HONOLULU (KHNL) -Concerns over contaminated food has taken a big bite out of some island produce.
Even though Hawaii has"not"been affected by the salmonella outbreak spreading across the mainland, as the investigation targets jalapeno peppers from Mexico, interest in those same local crops have dropped.
So the question is how is it affecting Hawaii's businesses?
Arturo's hot flavors of Hawaii has been selling salsa and hot sauces since 1981.
With tomatoes and jalapenos being key ingredients, these past few months have been a cooling period for sales.
Jalapenos grown in the United States have been taken off the list of the vegetables suspected of causing an outbreak of salmonella. Only Mexican grown jalapenos are linked to the nationwide outbreak.
Now one local salsa producer is hoping business will go back to normal.

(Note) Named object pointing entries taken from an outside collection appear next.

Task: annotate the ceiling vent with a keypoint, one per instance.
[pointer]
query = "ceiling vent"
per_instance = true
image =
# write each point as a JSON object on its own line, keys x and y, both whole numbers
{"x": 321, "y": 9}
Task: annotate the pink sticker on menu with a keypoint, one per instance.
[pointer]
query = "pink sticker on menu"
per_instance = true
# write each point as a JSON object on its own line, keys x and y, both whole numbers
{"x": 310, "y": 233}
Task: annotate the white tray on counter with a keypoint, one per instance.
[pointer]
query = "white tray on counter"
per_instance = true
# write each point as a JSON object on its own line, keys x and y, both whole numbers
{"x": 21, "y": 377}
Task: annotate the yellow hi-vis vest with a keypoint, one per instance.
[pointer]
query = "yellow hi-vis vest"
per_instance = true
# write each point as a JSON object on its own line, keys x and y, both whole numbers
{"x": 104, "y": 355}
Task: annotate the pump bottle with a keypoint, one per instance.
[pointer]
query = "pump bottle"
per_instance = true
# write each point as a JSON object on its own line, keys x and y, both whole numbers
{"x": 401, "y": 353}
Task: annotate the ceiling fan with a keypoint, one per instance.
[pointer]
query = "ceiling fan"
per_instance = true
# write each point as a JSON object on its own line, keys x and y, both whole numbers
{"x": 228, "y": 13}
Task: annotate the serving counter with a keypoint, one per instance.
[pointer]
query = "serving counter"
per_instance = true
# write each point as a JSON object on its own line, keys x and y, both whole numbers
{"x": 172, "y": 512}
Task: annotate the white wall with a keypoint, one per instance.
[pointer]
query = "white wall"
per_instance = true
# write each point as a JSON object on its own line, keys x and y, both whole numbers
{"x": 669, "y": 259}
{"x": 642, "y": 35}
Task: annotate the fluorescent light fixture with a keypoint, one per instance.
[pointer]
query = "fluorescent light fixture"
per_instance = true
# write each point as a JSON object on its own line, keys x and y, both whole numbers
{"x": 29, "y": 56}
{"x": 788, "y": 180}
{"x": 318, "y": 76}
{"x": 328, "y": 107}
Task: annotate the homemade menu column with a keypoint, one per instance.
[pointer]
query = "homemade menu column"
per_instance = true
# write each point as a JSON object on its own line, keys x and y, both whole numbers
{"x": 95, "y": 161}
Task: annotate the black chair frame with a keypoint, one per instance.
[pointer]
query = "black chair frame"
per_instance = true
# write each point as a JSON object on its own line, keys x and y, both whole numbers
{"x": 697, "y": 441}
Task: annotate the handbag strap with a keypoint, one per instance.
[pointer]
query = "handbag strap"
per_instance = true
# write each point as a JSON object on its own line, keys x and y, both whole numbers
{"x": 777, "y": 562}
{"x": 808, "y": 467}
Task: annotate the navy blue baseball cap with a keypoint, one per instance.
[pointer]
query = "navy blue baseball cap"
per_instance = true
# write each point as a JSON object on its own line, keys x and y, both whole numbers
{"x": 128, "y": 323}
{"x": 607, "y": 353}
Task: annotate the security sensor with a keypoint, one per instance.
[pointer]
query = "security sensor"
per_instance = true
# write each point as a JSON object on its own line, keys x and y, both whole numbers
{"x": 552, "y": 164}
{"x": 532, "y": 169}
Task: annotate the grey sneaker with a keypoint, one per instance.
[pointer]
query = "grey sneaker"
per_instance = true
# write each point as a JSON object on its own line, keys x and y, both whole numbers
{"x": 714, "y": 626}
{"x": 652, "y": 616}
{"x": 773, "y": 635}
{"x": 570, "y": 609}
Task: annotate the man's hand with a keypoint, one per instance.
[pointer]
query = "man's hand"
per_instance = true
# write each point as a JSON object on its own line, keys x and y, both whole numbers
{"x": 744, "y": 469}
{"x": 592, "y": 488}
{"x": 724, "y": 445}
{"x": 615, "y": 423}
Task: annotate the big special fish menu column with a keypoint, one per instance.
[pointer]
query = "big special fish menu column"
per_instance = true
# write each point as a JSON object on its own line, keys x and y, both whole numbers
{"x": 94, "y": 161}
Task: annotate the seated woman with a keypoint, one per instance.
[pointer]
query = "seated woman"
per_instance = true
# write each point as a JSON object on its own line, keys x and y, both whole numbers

"Ideally, people here in Hawaii will not be worried about the problems with the salsa and the jalapenos, and our sales should be coming back up in a couple weeks, we're hoping," said Arturo's General Manager Steve Grimer.
Arturo's distributes five salsas and 16 hot sauces to local markets. In just a couple of months sales haven't been so hot.
"Our sales for fresh salsa since the jalapeno and people mentioning fresh salsa in the news reports has hurt our sales about 10-15 percent," Grimer said.
He made it clear Arturo's salsa contains no contaminated jalapenos.
"For quality and food safety we used a pasteurized kind that are already pre-cooked and pre-diced," he said.
For some jalapeno lovers the threat of a salmonella is not enough to keep them from enjoying their favorite snack, but they'll do so with caution.
"I'm still going to probably buy salsa and eat some jalapenos and just ask questions before I buy stuff,"said jalapeno lover, Kristina Colombo.
"I have a pretty tolerant stomach, and not much affects me so I'm not really to worried about it," said fellow jalapeno lover Brady Barris.
The salmonella outbreak has sickened about 1300 people in the United States, so far there have been no cases reported in Hawaii.
In light of this salmonella outbreak, Steve Grimer says he hopes other food manufacturers in Hawaii take responsibility in making sure the products they put out are properly treated before they hit the market.